The Homeless Studio is comprised of 11 fourth-year architecture students and led by USC instructors Sofia Borges and R. Scott Mitchell. The class worked with anti-homelessness activists, officials in the city planning office, and leaders at Skid Row Housing Trust, a nonprofit which has been building housing for the homeless since 1989.
For decades, L.A.'s homeless populations were confined to Skid Row: "It was easy for L.A. county residents to ignore the problem," says Anne Dobson, Skid Row Housing Trust's director of philanthropy and communications. "That's changed in the last three to four years, where suddenly you see encampments under every overpass, by every park. It's no longer a situation that can be ignored."
In November, a vote passed to spend $1.2 billion over the next decade on permanent housing for the chronically homeless. Unfortunately, these projects take two to five years to get off the ground. And that's where Homes for Hope comes in.
The students started off the semester by drafting their own prototypes, but by midterm, they all came together around one design. The project is funded by Madworkshop, a design-oriented nonprofit that focuses on supporting innovative student projects, which allowed the class to build and not just render.
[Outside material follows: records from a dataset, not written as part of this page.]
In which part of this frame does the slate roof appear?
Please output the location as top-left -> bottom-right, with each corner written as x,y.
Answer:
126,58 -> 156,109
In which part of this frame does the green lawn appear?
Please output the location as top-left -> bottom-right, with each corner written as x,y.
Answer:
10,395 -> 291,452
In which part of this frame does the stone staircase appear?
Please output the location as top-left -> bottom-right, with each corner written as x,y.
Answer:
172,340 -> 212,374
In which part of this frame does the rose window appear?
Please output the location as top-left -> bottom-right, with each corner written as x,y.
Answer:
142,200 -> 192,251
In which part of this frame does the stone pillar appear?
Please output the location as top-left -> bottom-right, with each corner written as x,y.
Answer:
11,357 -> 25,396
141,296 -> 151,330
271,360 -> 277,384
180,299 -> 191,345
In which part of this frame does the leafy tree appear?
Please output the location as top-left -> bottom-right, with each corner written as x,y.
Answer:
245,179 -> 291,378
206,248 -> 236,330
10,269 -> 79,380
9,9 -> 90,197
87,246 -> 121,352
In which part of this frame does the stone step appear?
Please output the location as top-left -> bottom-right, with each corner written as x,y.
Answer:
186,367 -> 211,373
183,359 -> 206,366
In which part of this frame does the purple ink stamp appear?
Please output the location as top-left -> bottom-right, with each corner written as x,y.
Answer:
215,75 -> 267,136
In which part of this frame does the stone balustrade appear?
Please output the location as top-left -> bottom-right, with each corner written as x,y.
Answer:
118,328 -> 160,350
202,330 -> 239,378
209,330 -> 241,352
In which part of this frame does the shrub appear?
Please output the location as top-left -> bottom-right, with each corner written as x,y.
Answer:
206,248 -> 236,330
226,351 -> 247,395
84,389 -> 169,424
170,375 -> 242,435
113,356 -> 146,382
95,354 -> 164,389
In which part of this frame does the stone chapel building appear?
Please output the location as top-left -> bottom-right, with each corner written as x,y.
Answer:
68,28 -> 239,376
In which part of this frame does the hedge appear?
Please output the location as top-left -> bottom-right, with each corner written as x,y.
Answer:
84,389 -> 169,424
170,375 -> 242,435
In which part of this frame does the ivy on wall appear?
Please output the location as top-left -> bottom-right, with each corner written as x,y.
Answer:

Co.Design describes the final design as "a cross between a tiny house and a dorm room." The foundation is raised two feet off the ground, which allows the unit to adapt to uneven terrain. The interior is 92 square feet, which is room for a bed, desk, chair, and shelves. The convex wall maximizes the interior space, while two windows let in light and air. "It looks comfortable, like you want to go in and take a nap," Mitchell says. It's also good-looking and contemporary from the outside, an important factor when combating NIMBYism.
L.A. County has strict building codes, which is why it was essential to involve city planners from the start. Their knowledge informed many of the project's decisions, allowing them to avoid a lot of red tape.
A 30-unit complex would cost about $1 million to build—$25,000 per pod plus an inner courtyard for community space. The modular units can be built offsite and the whole thing erected in two weeks.
The team already has its first client: Ken Craft, CEO of nonprofit organization Hope of the Valley, wants to build the first Homes for Hope facility, which will be specifically targeted toward helping homeless women ages 55 and older.